Appendix A Phases of Translation

A C++ program consists of one or more “source files,” each of which contains some of the text of the program. A source file, together with its “include files” (files that are included using the #include preprocessor directive) but not including sections of code removed by conditional-compilation directives such as #if, is called a “translation unit.”

Source files can be translated at different times—in fact, it is common to translate only out-of-date files. The translated translation units can be kept either in separate object files or in object-code libraries. These separate translation units are then linked to form an executable program (for example, a .EXE or .COM file).

Translation units can communicate using:

Calls to functions that have external linkage.

Calls to class member functions that have external linkage.

Direct modification of objects that have external linkage.

Direct modification of files.

Interprocess communication (for Microsoft Windows applications only).

The following translation phases are not strictly required, but every implementation of C++, including Microsoft C++, must behave “as if” these rules were followed. (The actual order of translation is not important.)

1.Character mapping. Characters in the source file are mapped to the internal source representation. Trigraph sequences are converted to single-character internal representation in this phase.
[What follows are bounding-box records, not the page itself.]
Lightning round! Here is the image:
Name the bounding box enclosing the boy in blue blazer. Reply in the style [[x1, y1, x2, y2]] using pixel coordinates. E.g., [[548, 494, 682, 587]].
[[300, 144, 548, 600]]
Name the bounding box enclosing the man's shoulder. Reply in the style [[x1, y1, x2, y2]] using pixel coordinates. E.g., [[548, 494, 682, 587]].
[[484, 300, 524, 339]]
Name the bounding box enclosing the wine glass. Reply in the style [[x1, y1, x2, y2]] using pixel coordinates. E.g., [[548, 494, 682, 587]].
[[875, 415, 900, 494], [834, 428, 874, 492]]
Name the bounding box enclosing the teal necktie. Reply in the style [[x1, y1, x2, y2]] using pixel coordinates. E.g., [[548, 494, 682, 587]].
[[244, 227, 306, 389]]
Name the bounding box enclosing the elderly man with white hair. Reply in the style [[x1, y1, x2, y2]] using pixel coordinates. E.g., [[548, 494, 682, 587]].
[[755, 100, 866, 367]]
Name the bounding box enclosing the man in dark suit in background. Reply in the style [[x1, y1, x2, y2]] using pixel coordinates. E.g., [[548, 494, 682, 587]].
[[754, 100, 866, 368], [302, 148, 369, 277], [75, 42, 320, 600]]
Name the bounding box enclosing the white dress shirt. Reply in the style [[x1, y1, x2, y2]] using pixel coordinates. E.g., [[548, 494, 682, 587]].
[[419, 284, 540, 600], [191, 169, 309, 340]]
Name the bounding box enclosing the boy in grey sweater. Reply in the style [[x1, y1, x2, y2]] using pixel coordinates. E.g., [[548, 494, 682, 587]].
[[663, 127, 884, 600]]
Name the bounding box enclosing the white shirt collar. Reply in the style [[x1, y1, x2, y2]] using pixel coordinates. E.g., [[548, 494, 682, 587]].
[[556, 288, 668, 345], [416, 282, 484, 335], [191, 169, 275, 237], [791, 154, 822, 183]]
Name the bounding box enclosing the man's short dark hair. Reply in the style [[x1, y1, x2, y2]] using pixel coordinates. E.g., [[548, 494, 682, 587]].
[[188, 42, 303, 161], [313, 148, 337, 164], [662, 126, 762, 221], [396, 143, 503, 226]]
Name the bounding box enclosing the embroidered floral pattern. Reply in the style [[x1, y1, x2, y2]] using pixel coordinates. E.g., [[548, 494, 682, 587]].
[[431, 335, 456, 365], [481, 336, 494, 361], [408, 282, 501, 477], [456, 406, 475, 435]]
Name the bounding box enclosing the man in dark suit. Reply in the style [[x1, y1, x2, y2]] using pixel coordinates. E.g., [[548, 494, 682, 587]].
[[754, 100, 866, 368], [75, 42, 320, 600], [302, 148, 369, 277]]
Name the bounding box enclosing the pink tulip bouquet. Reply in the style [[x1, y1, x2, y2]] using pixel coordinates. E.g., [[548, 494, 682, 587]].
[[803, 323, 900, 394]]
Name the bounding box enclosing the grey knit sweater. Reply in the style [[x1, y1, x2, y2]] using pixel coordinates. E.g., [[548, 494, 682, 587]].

2.Line splicing. All lines ending in a backslash (\) and immediately followed by a newline character are joined with the next line in the source file, forming logical lines from the physical lines. Unless it is empty, a source file must end in a newline character that is not preceded by a backslash.

3.Tokenization. The source file is broken into preprocessing tokens and white-space characters. Comments in the source file are replaced with one space character each. Newline characters are retained.

4.Preprocessing. Preprocessing directives are executed and macros are expanded into the source file. Use #include statements to invoke translation steps 1 through 4 on included text.

5.Character-set mapping. All source-character-set members and escape sequences are converted to their equivalents in the execution-character set. For Microsoft C++, both the source and the execution character sets are ASCII.

6.String concatenation. All adjacent string and wide-string literals are concatenated. For example, "String " "concatenation" becomes "String concatenation".

7.Translation. All tokens are analyzed syntactically and semantically; these tokens are converted into object code.

8.Linkage. All external references are resolved to create an executable program.

The compiler issues warnings or errors during phases of translation in which it encounters syntax errors.